I have one message in my inbox from myself that tells me it is time to look at “OldMail”. When I get to this message I switch over to the OldMail folder and start answering my old mail from there. These are once again usually messages that take longer to answer, although some are still left over from before I started this current system, so are shorter ones. In general my target will be to empty the OldMail folder every time I get to this task, but since I had a huge backlog earlier this year (several thousand messages) I have just been getting it to 100 less than the last time I did the task. So for instance the last time I did “OldMail” (a few days ago) I got the OldMail folder down to 500 messages. Next time I have that task, I’ll pull it down to 400. When I have gotten to my target level, I reply to the message to put the task back down in my inbox for a later date. Also, an important note, if the OldMail task gets to be over a month old it does NOT itself move to OldMail, because otherwise I would never look at OldMail again.
And that is the system.
Note: This does not account for Spam, I deal with Spam with an entirely different, yet similar, system.
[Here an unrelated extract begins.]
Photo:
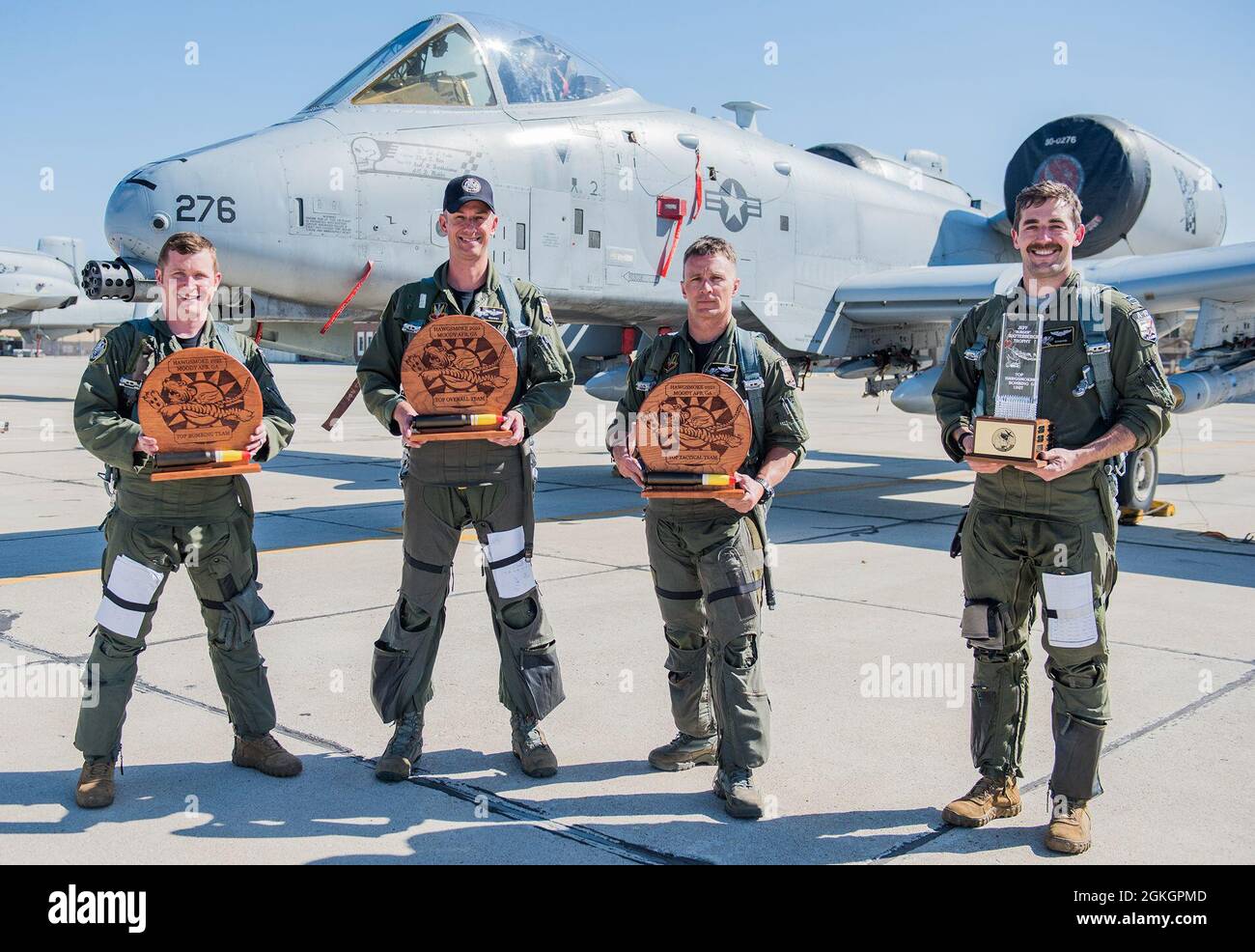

I currently have over 50,000 messages in my spam folder that have yet to be reviewed to confirm they are really spam and pull out the ones that were mis-identified as spam by my filters. I get about 1 in 500 false spam identifications, so there should be about 100 real messages stuck in that 50,000. When I find them, I place them in the appropriate one of the categories listed above for real mail.
Of course, I am now posting this because I have just now reached that message I sent myself as I continue to follow the method I described.